Cedar Rapids Museum of Art spotlights decorative arts

By Cindy Hadish

CEDAR RAPIDS – Works of art go beyond exquisite paintings and sensual sculptures.

Artwork also can possess a more utilitarian purpose, as evidenced in the Cedar Rapids Museum of Art’s “Taking Shape” exhibition.

More than 80 recent acquisitions from the museum’s own collection are showcased in two galleries to shine a spotlight on ceramics, glass, wood and metal decorative arts.

“It’s still being debated today,” Sean Ulmer, the museum’s interim executive director, said of the somewhat contentious distinction between crafts and decorative arts.

To Mr. Ulmer, though, there is no controversy.

“These are really exceptional pieces,” he said. “They are fine art.”

Visitors can make their own determination in viewing pieces such as Mat Rude’s white stoneware vase, a 2010 museum purchase.

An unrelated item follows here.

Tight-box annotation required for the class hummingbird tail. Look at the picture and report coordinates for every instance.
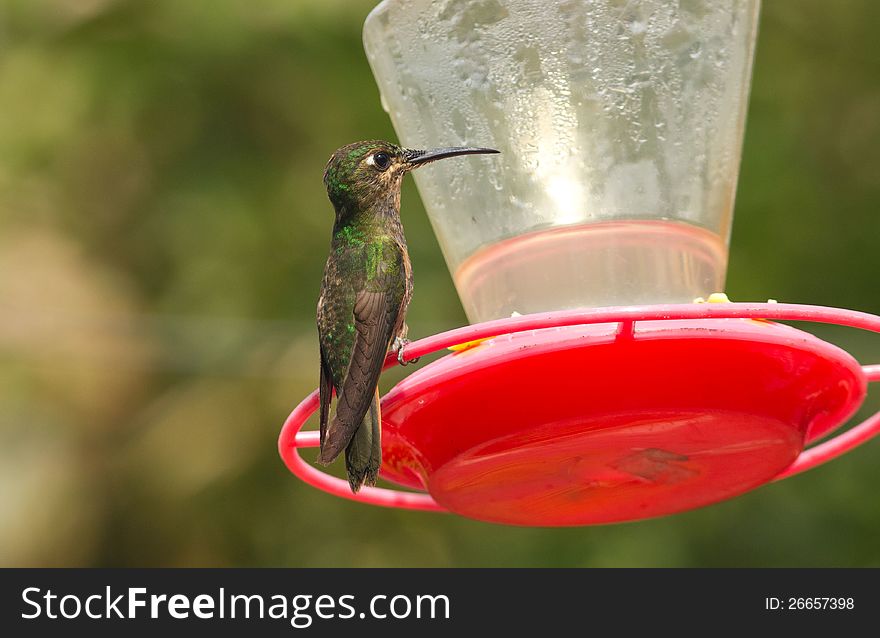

Mr. Rude, a University of Iowa assistant ceramics professor, created exaggerated textures of both smooth and worn surfaces in the wood-fired vessel, which was initially thrown and then manipulated by hand.

Most of the artists, like Mr. Rude, are local or regional living artists, with a notable exception for the most well-known among the group: Grant Wood. The legendary Iowan artist died in 1942.

Three pieces by Mr. Wood are included in the exhibit, including a metal bowl, created about 1914 or 1915, which the museum purchased at an auction.

Mr. Ulmer noted that Mr. Wood began his career as a metalsmith; he founded his own business in Chicago named Volund Shop, after the Norse god of silversmiths, that produced handmade gold and silver wares and jewelry. Because of World War I and the decline in interest in luxury items, however, the shop went out of business after 18 months, he said.

Fireplace andirons created in about 1925, a gift from Joe Hladky, and a wrought iron candle stand lamp from about 1920 that Mr. Wood created, also are on display.

Though less known to the public, Mr. Ulmer said other artists whose work is exhibited in Taking Shape are respected in their fields.

“If you’re in that field, you’ll know these people,” he said.

Steve Sinner of Bettendorf, for example, is Iowa’s premier wood turner, Mr. Ulmer said, with a national reputation. His Chairman Dances II is an optical illusion that appears as a woven pattern from a distance, but actually uses straight lines on wood.

Ely potter Clary Illian has had her work displayed previously at the museum, but said she is equally pleased to have her ceramics exhibited alongside pieces by fellow artists.

Working in her field since the 1960s, Ms. Illian said she has intentionally remained local and is grateful to have made a career out of her passion.

“I think things in Cedar Rapids are very healthy for the arts,” she said, citing as an example the Cherry Building in the New Bohemia neighborhood, which has become a business hub for local artists.

Ms. Illian has several pieces displayed in “Taking Shape,” including a stoneware plate, pot and vase donated by Don and Mary Lou Hattery.

Oak leaves reach over the edge of “Planter,” a round stoneware piece by Cedar Rapids artist Sharon Neff, which also was donated by the Hatterys.

About 500 of the museum’s collection of more than 7,000 pieces are decorative arts. Much of the work has been donated, but Mr. Ulmer noted that the museum is better able to purchase decorative art than paintings that can command millions of dollars.

“We can’t even begin to approach that amount,” he said. “The decorative arts are still within our reach. Our limited funds go much further in the decorative arts.”

Artists also have donated their work, including those through a program with the Ceramics Center of Cedar Rapids, in which several students have contributed pieces.

“You can’t go through this show, without walking away and saying, yes, craft is an art,” Mr. Ulmer said.